= St Leonards, East Kilbride =

Area of East Kilbride, Scotland

St Leonards is an area of the Scottish new town East Kilbride, in South Lanarkshire.

St Leonards is a residential area on the east side of the town. The majority of the area's streets are named after Glens, Islands, Rivers and Lochs from Scotland, for instance: Loch Shin, Loch Assynt, Glen Carron, Glen Tanner, Inch Murrin, Benbecula and Skye. About 39 streets are named after Glens of Scotland, 20 after Scottish Islands, 12 after Lochs and 7 after Scottish Rivers. St Leonards is well known for its red brick terraced houses in the Calderglen area, which can be seen from St Leonards Road approaching High Common Road.

== Schools ==
Calderglen High School, which opened its new building on 18 February 2008, was formed from the merger of the existing Claremont and Hunter High Schools. The School was opened by Adam Ingram. The school was due for completion in August 2007 but this was delayed, causing the pupils to be housed in the existing Claremont High building. This area also contains Blacklaw Primary School (Opened on May 27, 1969 but rebuilt in 2007), Mount Cameron Primary School - the sole Scottish Gaelic speaking school in East Kilbride at present (redevelopment complete), and St. Hillary's Primary School (redevelopment complete).

== Churches ==

- Claremont Parish Church, a Church of Scotland congregation - established in 1968 and built in 1970.
- St Leonard's Catholic Church - the parish was established in 1966, and built in 1970.

== Politics ==
The area of St Leonards is contained within the East Kilbride East ward of South Lanarkshire Council.

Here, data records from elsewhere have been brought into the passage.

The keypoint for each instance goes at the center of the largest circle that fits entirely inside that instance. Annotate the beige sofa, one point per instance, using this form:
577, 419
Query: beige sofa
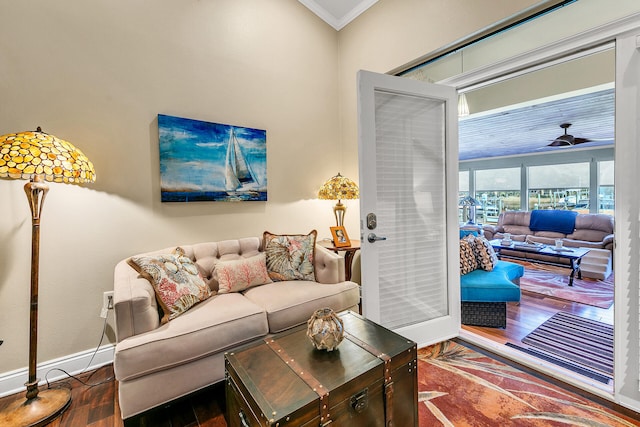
592, 231
156, 363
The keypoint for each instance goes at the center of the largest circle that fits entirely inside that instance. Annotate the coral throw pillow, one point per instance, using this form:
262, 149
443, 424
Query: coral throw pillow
290, 256
241, 274
175, 279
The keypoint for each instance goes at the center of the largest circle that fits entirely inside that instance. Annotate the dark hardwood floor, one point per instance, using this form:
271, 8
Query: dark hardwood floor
533, 310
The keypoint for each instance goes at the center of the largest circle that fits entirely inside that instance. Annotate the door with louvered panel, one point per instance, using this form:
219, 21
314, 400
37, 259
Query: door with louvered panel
408, 206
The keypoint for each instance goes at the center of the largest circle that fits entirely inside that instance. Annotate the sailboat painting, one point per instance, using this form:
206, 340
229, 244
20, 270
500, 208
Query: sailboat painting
203, 161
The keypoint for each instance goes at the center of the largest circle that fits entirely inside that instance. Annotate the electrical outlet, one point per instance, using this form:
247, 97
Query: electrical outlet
107, 303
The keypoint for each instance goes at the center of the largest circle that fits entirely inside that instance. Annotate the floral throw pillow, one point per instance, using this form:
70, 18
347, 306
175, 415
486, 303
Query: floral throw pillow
468, 261
175, 279
486, 256
238, 275
290, 257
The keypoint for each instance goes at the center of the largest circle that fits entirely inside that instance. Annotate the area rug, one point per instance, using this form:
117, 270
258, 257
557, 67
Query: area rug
458, 386
554, 282
574, 338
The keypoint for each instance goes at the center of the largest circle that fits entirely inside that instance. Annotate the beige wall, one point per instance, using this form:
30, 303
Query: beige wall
97, 73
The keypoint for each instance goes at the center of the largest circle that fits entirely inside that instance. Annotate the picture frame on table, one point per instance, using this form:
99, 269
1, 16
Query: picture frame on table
340, 237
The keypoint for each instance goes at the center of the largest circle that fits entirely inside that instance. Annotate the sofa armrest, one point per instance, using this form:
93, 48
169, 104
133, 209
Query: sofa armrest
329, 266
134, 303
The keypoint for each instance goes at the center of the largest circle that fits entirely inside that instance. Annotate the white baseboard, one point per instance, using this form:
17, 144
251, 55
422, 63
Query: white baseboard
13, 381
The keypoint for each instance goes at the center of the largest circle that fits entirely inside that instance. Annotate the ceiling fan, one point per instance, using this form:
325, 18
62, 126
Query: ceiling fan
567, 140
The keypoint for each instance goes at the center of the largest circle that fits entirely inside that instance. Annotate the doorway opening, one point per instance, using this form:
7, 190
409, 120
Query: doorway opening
514, 158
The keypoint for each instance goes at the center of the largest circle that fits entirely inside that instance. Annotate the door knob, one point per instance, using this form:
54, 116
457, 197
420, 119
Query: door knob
372, 238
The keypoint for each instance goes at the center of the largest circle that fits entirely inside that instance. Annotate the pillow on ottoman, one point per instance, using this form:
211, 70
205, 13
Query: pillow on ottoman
290, 257
468, 261
176, 281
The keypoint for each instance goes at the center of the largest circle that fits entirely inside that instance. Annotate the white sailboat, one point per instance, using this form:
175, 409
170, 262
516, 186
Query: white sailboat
238, 174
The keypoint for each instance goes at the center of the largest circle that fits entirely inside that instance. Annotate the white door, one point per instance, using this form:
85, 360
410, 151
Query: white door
408, 162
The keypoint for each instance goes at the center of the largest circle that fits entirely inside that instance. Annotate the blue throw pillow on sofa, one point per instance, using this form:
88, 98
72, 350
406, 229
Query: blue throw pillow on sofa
553, 220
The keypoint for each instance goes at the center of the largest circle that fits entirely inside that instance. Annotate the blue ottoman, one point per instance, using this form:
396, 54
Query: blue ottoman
484, 294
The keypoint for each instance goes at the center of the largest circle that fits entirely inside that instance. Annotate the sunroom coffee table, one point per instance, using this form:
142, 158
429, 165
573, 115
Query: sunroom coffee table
369, 380
518, 250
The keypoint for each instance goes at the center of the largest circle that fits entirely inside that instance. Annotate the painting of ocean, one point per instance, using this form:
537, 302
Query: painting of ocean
203, 161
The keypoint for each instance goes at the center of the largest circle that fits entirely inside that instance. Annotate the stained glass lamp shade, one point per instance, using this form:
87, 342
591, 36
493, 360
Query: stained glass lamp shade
38, 157
339, 188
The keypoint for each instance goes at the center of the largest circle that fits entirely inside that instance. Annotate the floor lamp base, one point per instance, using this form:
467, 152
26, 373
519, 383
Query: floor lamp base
37, 411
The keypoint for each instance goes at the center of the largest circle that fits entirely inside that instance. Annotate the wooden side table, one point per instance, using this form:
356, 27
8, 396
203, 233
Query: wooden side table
349, 252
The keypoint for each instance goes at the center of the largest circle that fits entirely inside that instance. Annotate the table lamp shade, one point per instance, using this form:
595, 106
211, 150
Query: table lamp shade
27, 154
338, 188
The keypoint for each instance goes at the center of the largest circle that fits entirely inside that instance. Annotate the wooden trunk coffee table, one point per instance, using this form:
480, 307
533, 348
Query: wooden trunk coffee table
369, 380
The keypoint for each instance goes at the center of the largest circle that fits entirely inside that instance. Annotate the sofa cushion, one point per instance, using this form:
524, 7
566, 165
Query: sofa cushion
298, 300
176, 281
219, 323
468, 260
290, 257
495, 285
241, 274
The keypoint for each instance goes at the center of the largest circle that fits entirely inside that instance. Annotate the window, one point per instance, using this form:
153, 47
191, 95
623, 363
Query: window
463, 191
559, 186
605, 188
498, 190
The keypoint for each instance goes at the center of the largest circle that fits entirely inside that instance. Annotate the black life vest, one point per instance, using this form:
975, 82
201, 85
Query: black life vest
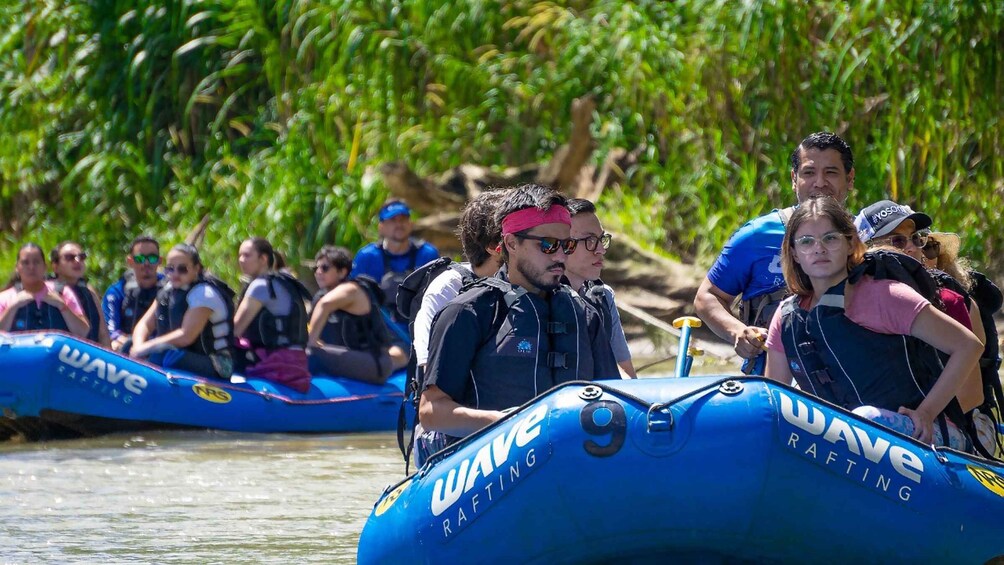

At the recent South Lanarkshire Council election, 3 councillors were elected for the area. These were Scottish National Party (SNP) councillor Gladys Ferguson-Miller, Scottish Green Party councillor Kirsten Robb, and Scottish Labour Party councillor Graham Scott.

The MSP for East Kilbride, and thus, St Leonards, is the SNP's Collette Stevenson. The MP for the area is the Conservatives' Lisa Cameron.

== Recent events ==
The council has been redeveloping the blocks of flats into more attractive, modern looking ones with a new exterior. These are Clyde Tower (the highest tower in East Kilbride at 56m), Calder Tower and White Cart Tower.

Currently, the area has a small shopping centre and a set of small rental units which include a Tesco, pharmacy, petrol station, bookmaker, bakers, cafe, pub, fish and chip shop, library, hairdresser, Indian takeaway and a dentist.